Зачем только он взялся за этот проклятый сценарий, зачем так глупо доверился Элен, зачем посвящал ее в свои дела, зачем, зачем, зачем?..
Поздно теперь сожалеть и задаваться вопросами. Надо искать выход.
После той кошмарной ночной сцены в отеле, накануне их отъезда из России, жизнь Виста круто изменилась.

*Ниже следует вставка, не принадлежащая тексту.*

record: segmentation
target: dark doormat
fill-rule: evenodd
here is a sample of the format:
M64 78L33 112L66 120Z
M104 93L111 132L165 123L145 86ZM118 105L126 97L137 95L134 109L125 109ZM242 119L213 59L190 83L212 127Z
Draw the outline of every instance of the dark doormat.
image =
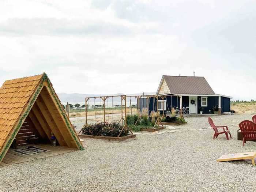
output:
M41 153L47 151L50 151L46 149L38 148L34 146L29 146L22 149L15 149L14 151L14 152L17 153L26 155L34 155L37 153Z

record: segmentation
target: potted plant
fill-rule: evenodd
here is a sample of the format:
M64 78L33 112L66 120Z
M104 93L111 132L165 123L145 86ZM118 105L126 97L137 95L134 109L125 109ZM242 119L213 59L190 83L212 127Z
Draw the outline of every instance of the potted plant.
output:
M215 105L212 107L212 111L214 114L218 114L218 105Z

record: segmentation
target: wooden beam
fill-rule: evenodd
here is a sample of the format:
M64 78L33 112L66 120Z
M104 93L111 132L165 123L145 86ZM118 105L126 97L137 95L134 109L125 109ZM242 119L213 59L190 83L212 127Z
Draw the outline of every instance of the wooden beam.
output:
M37 130L39 132L39 133L41 136L42 138L48 137L49 139L50 139L51 135L50 131L48 128L46 129L44 129L43 127L41 126L41 125L40 125L35 115L34 114L32 110L29 113L29 116L31 122L35 125L35 127L36 128Z
M73 129L73 131L74 131L74 133L75 135L74 135L74 136L75 136L76 137L76 139L77 140L78 142L80 143L80 146L79 146L78 145L78 144L76 143L76 142L75 142L75 139L74 139L73 138L73 137L72 138L72 140L73 140L73 141L74 142L74 143L75 144L76 148L78 149L80 149L81 148L81 146L82 146L83 144L82 144L82 143L81 143L81 142L80 141L79 138L78 137L78 136L77 134L76 133L76 132L75 130L74 127L73 127L73 125L72 125L72 124L71 124L71 122L70 122L70 120L69 120L69 119L67 117L67 114L66 114L65 113L64 113L63 114L61 113L61 111L60 110L59 110L59 108L58 108L59 106L58 106L58 104L57 104L57 102L52 97L52 94L51 93L51 91L50 90L50 88L49 88L48 86L44 86L44 87L43 90L46 91L45 91L45 93L47 93L47 94L48 95L49 97L50 97L50 98L53 101L53 103L54 104L55 106L56 107L56 108L57 109L57 111L58 112L58 113L59 113L59 114L60 115L60 117L62 119L62 121L63 121L63 122L64 122L65 126L67 127L67 128L68 125L66 124L66 121L65 120L65 119L64 118L64 117L63 117L63 115L65 116L66 117L66 118L67 118L67 120L68 122L67 122L67 123L69 124L69 125L70 126L70 128L71 129ZM55 94L55 92L54 92L54 93ZM63 109L63 110L64 110L64 109ZM71 131L68 131L68 133L72 137L73 137L73 135L72 135L72 133L71 133Z
M51 130L50 128L49 128L48 124L46 122L43 115L41 114L41 113L39 110L38 108L37 105L34 104L33 107L32 107L32 110L37 117L37 120L38 120L38 121L39 122L39 123L40 123L41 126L43 128L44 130L45 130L45 130L48 130L48 133L50 132L50 131L52 131L53 134L54 134L54 135L56 137L56 139L58 140L58 142L59 142L60 145L64 145L65 143L62 136L61 136L60 133L56 131L54 129ZM47 134L47 135L48 135L48 134L49 133Z
M42 92L43 91L42 90ZM41 92L42 93L42 92ZM40 94L41 93L40 93ZM47 123L48 125L49 125L51 131L53 133L54 133L55 131L55 133L57 133L58 135L58 137L55 135L55 133L54 134L54 135L56 137L56 139L57 137L59 137L63 141L63 143L64 145L61 145L60 143L60 144L61 146L68 146L69 147L72 146L72 144L70 144L70 142L69 142L68 139L67 139L67 138L65 138L65 136L66 136L65 134L63 133L63 131L61 131L62 130L61 129L59 128L57 126L56 124L59 124L57 121L57 123L55 123L52 116L50 115L50 113L49 112L49 110L47 107L45 106L45 103L43 103L43 101L42 101L41 97L40 97L40 95L37 98L37 101L35 101L35 105L36 105L38 107L39 109L40 109L40 111L42 113L42 114L44 116L46 123ZM59 141L59 140L58 140Z
M45 91L43 89L40 95L38 97L39 101L41 101L45 110L49 112L49 116L53 120L53 123L57 128L59 129L64 138L66 143L69 147L76 147L75 144L72 142L73 139L71 135L68 133L68 130L63 129L63 126L65 126L64 122L62 121L61 118L59 118L59 115L57 113L57 111L55 108L55 106L53 102L51 102L47 97ZM57 113L57 114L56 114Z

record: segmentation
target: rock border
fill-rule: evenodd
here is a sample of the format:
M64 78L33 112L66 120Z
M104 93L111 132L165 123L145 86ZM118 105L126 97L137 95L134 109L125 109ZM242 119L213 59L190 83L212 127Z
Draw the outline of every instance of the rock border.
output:
M157 131L159 130L163 129L166 128L166 127L159 127L156 128L147 128L147 127L142 127L140 128L140 131L150 131L151 132L154 132L154 131Z
M118 138L117 137L110 137L107 136L94 136L91 135L84 135L80 134L78 136L81 138L91 138L92 139L104 139L105 140L109 140L111 141L121 141L126 140L129 139L135 138L136 137L136 134L128 135L126 136L123 136Z

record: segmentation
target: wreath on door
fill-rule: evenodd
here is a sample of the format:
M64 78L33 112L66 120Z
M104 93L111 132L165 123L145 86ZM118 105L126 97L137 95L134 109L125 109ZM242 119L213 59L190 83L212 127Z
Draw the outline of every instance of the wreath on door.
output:
M192 105L195 105L196 104L196 101L192 99L190 102Z

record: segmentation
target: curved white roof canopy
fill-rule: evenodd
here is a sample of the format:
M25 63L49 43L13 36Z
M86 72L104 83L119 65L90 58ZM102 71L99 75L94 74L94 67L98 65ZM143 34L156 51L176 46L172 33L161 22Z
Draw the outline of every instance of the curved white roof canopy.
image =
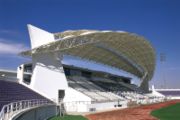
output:
M42 45L23 56L60 52L127 71L150 80L155 69L155 51L143 37L127 32L76 30L55 33L58 41Z

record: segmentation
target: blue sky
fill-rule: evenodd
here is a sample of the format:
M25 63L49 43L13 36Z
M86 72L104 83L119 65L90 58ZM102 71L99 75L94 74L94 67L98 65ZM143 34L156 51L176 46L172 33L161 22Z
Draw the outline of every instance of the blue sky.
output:
M27 24L50 32L69 29L123 30L147 38L157 52L152 84L180 88L179 0L0 0L0 68L29 61ZM166 54L161 66L159 54ZM163 75L162 75L163 73Z

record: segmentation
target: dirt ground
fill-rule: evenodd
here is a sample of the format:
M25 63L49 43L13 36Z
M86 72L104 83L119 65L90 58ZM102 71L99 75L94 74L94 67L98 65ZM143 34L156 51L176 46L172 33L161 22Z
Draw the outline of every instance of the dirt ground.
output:
M95 113L86 115L89 120L157 120L150 115L152 110L169 106L180 102L180 100L168 101L158 104L126 108L109 112Z

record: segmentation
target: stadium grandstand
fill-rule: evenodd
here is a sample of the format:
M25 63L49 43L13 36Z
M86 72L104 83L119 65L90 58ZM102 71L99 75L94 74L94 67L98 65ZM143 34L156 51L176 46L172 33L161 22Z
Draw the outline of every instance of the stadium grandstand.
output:
M8 71L0 71L0 120L43 120L59 112L121 109L165 99L149 91L156 55L145 38L124 31L50 33L30 24L28 30L31 50L20 55L31 62L18 66L14 81L4 79Z

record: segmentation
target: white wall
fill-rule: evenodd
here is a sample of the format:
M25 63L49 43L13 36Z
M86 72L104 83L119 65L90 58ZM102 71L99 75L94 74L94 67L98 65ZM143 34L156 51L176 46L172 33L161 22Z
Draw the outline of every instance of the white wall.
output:
M67 88L67 80L56 57L52 53L32 56L33 74L30 87L58 102L58 90Z

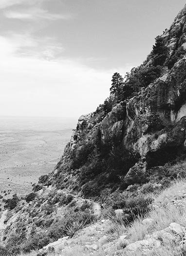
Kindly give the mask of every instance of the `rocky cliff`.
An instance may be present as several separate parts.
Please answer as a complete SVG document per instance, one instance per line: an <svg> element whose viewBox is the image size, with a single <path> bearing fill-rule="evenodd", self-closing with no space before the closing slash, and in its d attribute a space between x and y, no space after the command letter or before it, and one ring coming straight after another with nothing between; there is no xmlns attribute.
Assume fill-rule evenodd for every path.
<svg viewBox="0 0 186 256"><path fill-rule="evenodd" d="M93 207L85 198L105 201L114 191L125 195L129 185L149 182L156 174L163 185L163 166L186 149L186 6L122 87L80 117L54 171L9 212L1 242L16 245L18 252L33 244L39 249L68 233L73 220L92 221ZM178 173L170 173L170 179Z"/></svg>
<svg viewBox="0 0 186 256"><path fill-rule="evenodd" d="M145 173L184 153L186 15L185 6L170 29L156 38L147 59L127 75L119 92L80 117L50 178L53 183L61 184L67 173L66 184L72 185L73 179L74 190L76 186L85 196L94 196L116 184L125 187L126 175L142 158Z"/></svg>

С одной стороны, казалось, все идет по-прежнему. Он опубликовал серию путевых очерков о поездке в Советский Союз. Это было лучшее, что он когда-либо создал в своем жанре. Восторги по поводу икон в музеях, подмосковных пейзажей, блюд русской кухни, мастерства цирковых артистов перемежались сочувственными вздохами о серости одежды, серости лиц, унылости речей всех, кого довелось встречать, едкой иронией на тему о сервисе, неработающем кондиционере, о трудности купить икру.

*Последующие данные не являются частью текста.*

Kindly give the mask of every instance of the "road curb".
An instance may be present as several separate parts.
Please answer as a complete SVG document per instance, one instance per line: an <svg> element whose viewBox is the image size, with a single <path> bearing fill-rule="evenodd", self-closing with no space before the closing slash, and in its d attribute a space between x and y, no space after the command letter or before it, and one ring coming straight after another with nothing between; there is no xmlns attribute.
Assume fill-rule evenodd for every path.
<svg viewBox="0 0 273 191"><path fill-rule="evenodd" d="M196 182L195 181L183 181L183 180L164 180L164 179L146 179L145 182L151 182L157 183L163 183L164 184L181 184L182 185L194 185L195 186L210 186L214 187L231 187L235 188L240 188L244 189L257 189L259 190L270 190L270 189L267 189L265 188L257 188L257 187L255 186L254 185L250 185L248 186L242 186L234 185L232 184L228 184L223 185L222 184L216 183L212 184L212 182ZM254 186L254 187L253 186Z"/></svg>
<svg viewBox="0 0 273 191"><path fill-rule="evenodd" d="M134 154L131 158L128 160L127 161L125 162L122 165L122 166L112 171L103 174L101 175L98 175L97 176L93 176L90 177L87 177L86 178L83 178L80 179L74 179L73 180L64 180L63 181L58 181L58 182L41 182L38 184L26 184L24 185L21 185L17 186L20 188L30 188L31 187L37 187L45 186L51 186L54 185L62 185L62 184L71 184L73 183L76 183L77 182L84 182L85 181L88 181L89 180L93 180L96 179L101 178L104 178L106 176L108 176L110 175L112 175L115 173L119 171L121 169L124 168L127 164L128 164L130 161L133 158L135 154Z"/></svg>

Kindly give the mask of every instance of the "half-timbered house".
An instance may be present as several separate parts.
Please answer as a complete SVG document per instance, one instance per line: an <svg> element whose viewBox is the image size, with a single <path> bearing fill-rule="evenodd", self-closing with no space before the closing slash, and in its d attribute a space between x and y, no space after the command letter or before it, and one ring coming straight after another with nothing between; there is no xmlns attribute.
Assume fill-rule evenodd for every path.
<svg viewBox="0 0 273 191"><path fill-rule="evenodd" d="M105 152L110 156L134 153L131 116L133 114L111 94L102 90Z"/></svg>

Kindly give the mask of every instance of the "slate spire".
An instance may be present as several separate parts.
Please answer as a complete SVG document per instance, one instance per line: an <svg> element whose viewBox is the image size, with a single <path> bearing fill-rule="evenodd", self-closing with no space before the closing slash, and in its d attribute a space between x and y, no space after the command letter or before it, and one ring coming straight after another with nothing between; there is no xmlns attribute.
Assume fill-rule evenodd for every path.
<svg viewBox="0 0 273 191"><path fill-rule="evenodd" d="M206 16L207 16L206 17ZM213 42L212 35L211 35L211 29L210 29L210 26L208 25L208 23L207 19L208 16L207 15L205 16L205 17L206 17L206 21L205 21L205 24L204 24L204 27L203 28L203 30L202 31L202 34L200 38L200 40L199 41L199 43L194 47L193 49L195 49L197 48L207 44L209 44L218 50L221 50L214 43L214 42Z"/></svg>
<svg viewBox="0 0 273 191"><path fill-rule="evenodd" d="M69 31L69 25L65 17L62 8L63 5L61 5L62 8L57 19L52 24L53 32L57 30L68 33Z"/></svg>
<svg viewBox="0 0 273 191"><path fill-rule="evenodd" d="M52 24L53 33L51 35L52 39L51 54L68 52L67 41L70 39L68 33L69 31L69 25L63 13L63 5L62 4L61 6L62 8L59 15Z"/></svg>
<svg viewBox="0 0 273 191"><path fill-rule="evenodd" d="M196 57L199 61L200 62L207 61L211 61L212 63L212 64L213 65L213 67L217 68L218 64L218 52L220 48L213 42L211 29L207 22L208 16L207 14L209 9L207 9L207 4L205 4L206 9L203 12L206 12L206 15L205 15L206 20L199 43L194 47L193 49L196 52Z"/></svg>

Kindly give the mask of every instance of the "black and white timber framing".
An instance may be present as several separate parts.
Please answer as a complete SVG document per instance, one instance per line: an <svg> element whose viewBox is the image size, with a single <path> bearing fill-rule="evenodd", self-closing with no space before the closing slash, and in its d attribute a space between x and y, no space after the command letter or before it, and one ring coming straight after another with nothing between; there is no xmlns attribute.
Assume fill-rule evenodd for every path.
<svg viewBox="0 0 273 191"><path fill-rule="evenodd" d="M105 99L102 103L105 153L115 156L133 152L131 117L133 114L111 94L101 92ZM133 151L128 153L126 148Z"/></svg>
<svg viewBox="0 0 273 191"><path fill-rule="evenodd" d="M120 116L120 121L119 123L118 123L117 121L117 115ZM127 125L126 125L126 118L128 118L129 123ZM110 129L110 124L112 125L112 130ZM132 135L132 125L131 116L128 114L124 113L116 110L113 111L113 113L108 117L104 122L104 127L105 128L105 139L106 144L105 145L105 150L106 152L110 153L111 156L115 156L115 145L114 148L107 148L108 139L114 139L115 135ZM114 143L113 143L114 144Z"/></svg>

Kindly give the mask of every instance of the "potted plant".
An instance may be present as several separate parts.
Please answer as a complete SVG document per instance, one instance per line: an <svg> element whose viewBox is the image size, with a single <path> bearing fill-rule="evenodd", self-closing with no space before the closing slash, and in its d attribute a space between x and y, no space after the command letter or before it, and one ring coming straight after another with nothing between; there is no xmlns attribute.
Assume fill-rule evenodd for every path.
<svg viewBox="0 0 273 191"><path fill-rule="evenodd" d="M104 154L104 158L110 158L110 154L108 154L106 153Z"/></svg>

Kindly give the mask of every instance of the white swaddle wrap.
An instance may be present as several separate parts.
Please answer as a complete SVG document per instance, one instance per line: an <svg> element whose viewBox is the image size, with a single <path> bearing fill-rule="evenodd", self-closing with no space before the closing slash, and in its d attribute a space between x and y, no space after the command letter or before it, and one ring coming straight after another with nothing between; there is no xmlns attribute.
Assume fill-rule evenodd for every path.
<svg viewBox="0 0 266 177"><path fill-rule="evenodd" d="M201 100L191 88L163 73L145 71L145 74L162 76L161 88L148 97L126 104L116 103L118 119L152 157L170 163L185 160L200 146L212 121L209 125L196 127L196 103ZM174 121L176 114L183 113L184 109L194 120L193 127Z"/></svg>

Но это так, фон. Он старательно подчеркивал, что, будучи спортивным журналистом, ничем не интересовался, кроме спорта, а это так, случайные наблюдения, мысли мимоходом...
Впрочем, в спорте все обстояло так же. Охи и ахи восхищения, связанные с очаровательными детишками, которые, к сожалению, живут в детсадах и пионерлагерях, так как содержать их дома родителям не под силу, ирония по поводу ГТО и возмущение тем, что не сдавшим нормы урезывается зарплата, намеки, что сдача норм не что иное, как чистейшая подготовка к войне...
С большим спортом было сложнее. Об успехах Советского Союза хорошо знали во всем мире, так что Вист поступал по-иному. Сказав мимоходом, что достижения советских спортсменов общеизвестны и нет смысла повторяться, он начинал размышлять, почему в стране, где для спорта делается, как утверждает пропаганда, все, плохо обстоит дело с главными видами — футболом, плаванием (потому что борьба, тяжелая атлетика, лыжи, гимнастика, баскетбол, волейбол и еще три десятка видов спорта — это все ерунда, они никого не интересуют) .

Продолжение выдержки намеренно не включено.